Going against the grain of tech companies, EMC says it met its revenue forecasts last quarter. Still, EMC is joining the legions of corporations who are laying off workers.
EMC made both revelations in a release Wednesday after the market closed. Despite its sunny results, it added to the unemployment gloom by saying it would cut around 2,400 jobs – 7 % of its headcount – by October. The layoffs are part of a restructuring that EMC hopes will save it $350 million this year and $500 million next year. According to the release, the restructuring will “consolidate back office functions, field and campus offices; rebalance investments towards higher-growth products and markets; reduce management layers; and further reduce indirect spend on contractors, third-party services and travel.”
It will be interesting to see what impact this will have on EMC products that don’t fall into that higher-growth category.
As for the fourth quarter, EMC said it expects to report revenues of around $4 billion, which would be around an 4% increase from last year and a bit higher than financial analysts expected. It gave no details on what products performed well, but the release comes at a time when storage and overall IT sales forecasts look dim and follows announcements from LSI and Emulex that they failed to meet expectations last quarter.

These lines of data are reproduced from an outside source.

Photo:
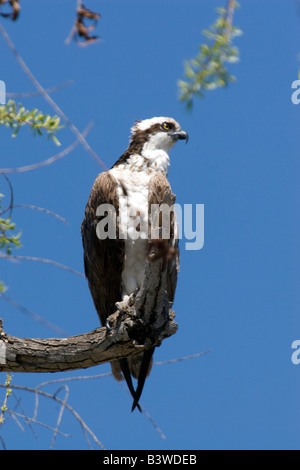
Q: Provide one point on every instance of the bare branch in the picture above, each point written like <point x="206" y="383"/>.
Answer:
<point x="143" y="323"/>
<point x="49" y="100"/>
<point x="49" y="161"/>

EMC will give more details when it officially reports its earnings Jan. 27.
In a note to clients today, financial analyst Kaushik Roy of Pacific Growth Equities wrote that he believes storage vendors Brocade and QLogic also lived up to expectations last quarter, but “we are cautious about NetApp.” Roy also wrote that EMC’s results show “that the end-demand for storage remains relatively healthy. … The storage market appears to be holding up better than other sectors of IT. Compliance and disaster recovery/business continuity remains a big driver for storage spending.”